In Luke 12, Jesus shared with his disciples an important perspective on worry and anxiety that we need today. The bottom line of his words is this: If we realized how valuable we are to our father in heaven, we would know that he is going to take care of us, and we wouldn’t be anxious.
Jesus makes a comparison between how God takes care of the birds and the flowers and how he will take care of us. Since we are more valuable to him than birds and flowers, will he not take care of us? So, Jesus taught us to trust in our father God who loves and cares for us. He doesn’t want us to be consumed with anxiety.
But worry and anxiety can be persistent and stubborn, and sometimes it can feel like we are powerless against its control. Philippians 4:6-7 gives Paul’s direct counsel on the issue of anxiety. It reads, “Don’t worry about anything, but in everything through prayer and petition with thanksgiving, present your requests to God. And the peace of God, which surpasses all understanding, will guard your hearts and minds in Christ Jesus.”
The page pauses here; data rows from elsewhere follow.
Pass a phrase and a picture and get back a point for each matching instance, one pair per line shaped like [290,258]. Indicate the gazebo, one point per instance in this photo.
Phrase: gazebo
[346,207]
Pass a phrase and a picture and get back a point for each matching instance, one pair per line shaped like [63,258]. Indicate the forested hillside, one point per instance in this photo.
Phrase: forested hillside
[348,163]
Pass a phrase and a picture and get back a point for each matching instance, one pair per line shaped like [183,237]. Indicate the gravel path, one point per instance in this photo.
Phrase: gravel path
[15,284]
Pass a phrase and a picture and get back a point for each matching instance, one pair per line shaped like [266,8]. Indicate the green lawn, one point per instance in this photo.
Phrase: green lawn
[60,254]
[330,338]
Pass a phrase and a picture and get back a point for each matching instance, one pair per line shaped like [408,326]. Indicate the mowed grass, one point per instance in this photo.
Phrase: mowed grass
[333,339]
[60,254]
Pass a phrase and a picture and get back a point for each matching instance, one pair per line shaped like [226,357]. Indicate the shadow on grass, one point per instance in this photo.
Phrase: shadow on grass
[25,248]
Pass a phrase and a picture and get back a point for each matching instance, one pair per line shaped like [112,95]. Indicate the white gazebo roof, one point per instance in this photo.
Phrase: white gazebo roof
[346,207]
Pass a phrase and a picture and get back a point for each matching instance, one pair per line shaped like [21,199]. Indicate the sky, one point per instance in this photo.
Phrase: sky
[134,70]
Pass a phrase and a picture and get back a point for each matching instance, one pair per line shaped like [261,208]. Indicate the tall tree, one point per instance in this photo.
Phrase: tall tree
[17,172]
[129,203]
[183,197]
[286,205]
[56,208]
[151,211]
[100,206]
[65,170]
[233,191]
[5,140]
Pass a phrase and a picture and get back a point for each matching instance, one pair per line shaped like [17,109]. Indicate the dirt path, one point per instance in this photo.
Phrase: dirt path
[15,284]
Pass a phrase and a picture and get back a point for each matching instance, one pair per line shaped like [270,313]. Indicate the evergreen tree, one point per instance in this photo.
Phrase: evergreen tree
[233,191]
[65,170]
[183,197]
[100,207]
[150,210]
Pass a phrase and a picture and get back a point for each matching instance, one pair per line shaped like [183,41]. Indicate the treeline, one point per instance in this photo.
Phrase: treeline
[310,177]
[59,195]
From this, Paul simply commands the Philippian Christians to stop worrying. That may not seem like realistic advice to someone who has been locked up in anxiety for years, yet it makes clear that God himself doesn’t want us to live in worry. In fact, it is written with emphasis: Be anxious, be fearful, be fretful … about nothing! The reason is that anxiety erodes a person’s confidence and trust in God’s guidance and provision. It trains us to think, “I am really on my own here … I may not make it through … I have to figure this out by myself.” But God doesn’t want you to live like that.
Going further, Paul doesn’t merely say that we should stop being anxious, he says we should replace worrying with something else: prayer. It is not just that we should stop worrying, it is that we need to replace anxiety with prayer and any fixation on anxious thoughts with a focus on the Lord. Prayer is talking with God, and it should be instinctive and constant throughout our daily lives. And Paul indicates here that as we talk to God and make requests, we move closer to God.
There’s a big payoff for a life that is characterized by prayer. It is a peace that comes from God that surpasses understanding. So, peace finds its source in prayer. Even in the midst of the chaos and trials of this life, there is a peace that comes from God and is able to guard and protect your mind through Jesus Christ. Think on that, and then go to God in prayer. And then, keep on doing that. He wants to hear from you.
All of this is available to anyone who believes in Jesus Christ, who trusts that he died for their sins, and who knows the free gift of salvation in Christ. May you find peace through prayer in the challenging days ahead!